June 29, 2011
In the eyes of many observers, spinnerbaits aren't as lustrous as they used to be. Veteran western writer George Kramer of California says they haven't been a significant presentation in the West since the 1970s. Instead, swimbaits are the rage.
During editor Steve Quinn's travels to southeastern impoundments, he's found chatterbaits and square-bill cranks elbowing out blades in many cases. And In-Fisherman Field Editor Gord Pyzer of Kenora, Ontario, says: "If we have 20 rods rigged in the boat, it's unlikely a spinnerbait adorns even one of them. Yet it wasn't that many years ago they were a 'go to' bait for bass." Pyzer notes, too, that spinnerbaits were never as popular with muskie anglers as in-line spinners in the North Country.
This apparent trend is exemplified among pro anglers. BassFan.com's 2004 survey of top tournament techniques ranked spinnerbaits 4th, behind flipping-pitching, crankbaits, and finesse tactics. By 2010, spinnerbaits had tumbled to 8th place.
While it's hard to get sales figures from manufacturers or retailers, industry insiders note a shift in the market, but that for everyday anglers, spinnerbaits still are a top option. Tony Witte of Cabela's says anglers are still buying them, but they've altered their buying habits since the start of the current recession. Instead of high-dollar models, they're looking for sales on good-quality lures.
Bruce Stanton of Booyah Bait Company has seen no drop in sales over the past year or so. He notes that few anglers are willing to pay more than $10 for a spinnerbait. But they're buying well-made and durable baits at a reasonable price, which is Booyah's niche.
John Hale of Stanley Jigs points to increasing sales. "Since the reintroduction of the Vibra-Shaft spinnerbait with our new 200-series skirts, sales are up and the future is looking strong," he says. "Last spring, we saw exceptionally good sales." Hale adds that today's models are better than ever, in skirt colors and design, blades, and balance. And at Strike King, Chris Brown reports spinnerbait sales in recent years are on par with past times, and says the company continues to introduce new models with special features.
In-Fisherman Field Editor Cory Schmidt of Nisswa, Minnesota, notes a regional component in spinnerbait use. "In northern Minnesota and Wisconsin, spinnerbaits have long been a top option for bass and pike anglers," he says. "They remain much more popular in this region than in other areas, where trendy lures have overshadowed blades."
New Life for Blades
Charlie Campbell of Forsyth, Missouri, was an early spinnerbait aficionado and inventor. He notes that decades ago many new reservoirs were full of flooded timber and brush that harbored bass and were ideal for spinnerbait fishing. Once much of the wood rotted, bass shifted deeper and anglers began turning to other tactics, relegating spinnerbaits to spring and fall, particularly in windy conditions. During the past several years, however, Campbell's home lakes of Table Rock and Bull Shoals have brimmed with water, flooding acres of timber once again, and the spinnerbait has undergone a renaissance.
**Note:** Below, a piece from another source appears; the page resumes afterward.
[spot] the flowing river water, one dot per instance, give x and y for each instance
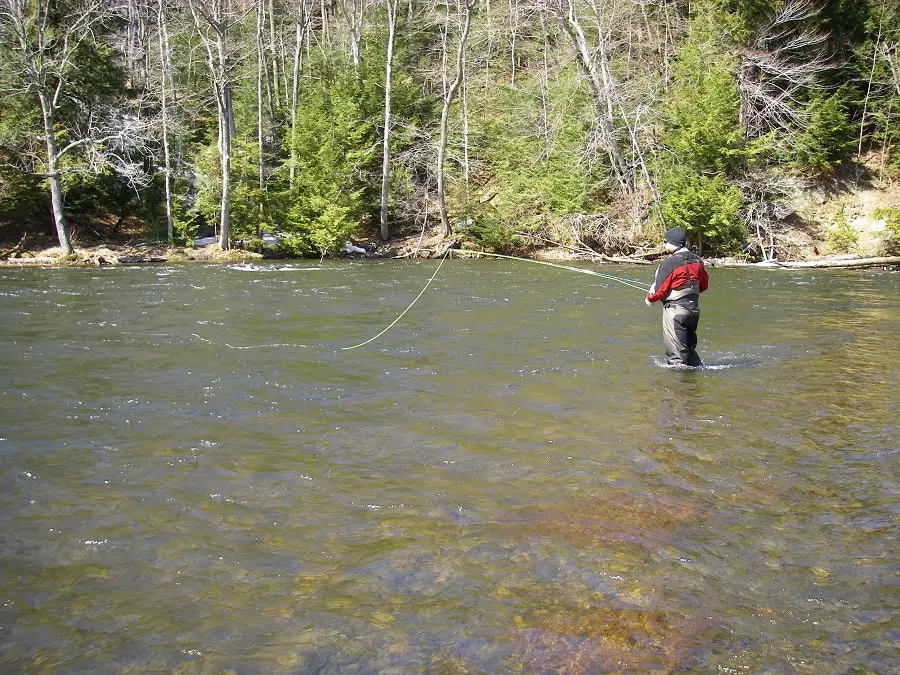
(506, 481)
Kevin VanDam, a long-time spinnerbait fan, acknowledges that there are more lures for anglers to use nowadays than decades ago. Yet he notes that Skeet Reese of California used one to win the 2009 Bassmaster Classic at the Red River, Louisiana. And he claims that during the 2010 Classic on Lay Lake in Alabama, water temperatures approached the point when spinnerbaits would have been the winning lure instead of rattlebaits.
Like Hale, VanDam says new designs have made spinnerbaits more versatile, while natural-colored skirts work better in the clearer water found today in many systems, due in part to filter-feeding by exotic mussels. For example, VanDam uses Strike King's Bottom Dweller to probe deep ledges at waterways like Kentucky Lake. And on the clear waters of the Great Lakes, he runs Strike King's Burner with Raz-R-Blades, which keep lures running straight at high speeds. He concludes that spinnerbaits haven't lost their effectiveness, and maintains that his favorite way to catch bass is with a spinnerbait fished in tight cover.
Ned Kehde, Lawrence, Kansas, is a Field Editor and frequent contributor to In-Fisherman publications.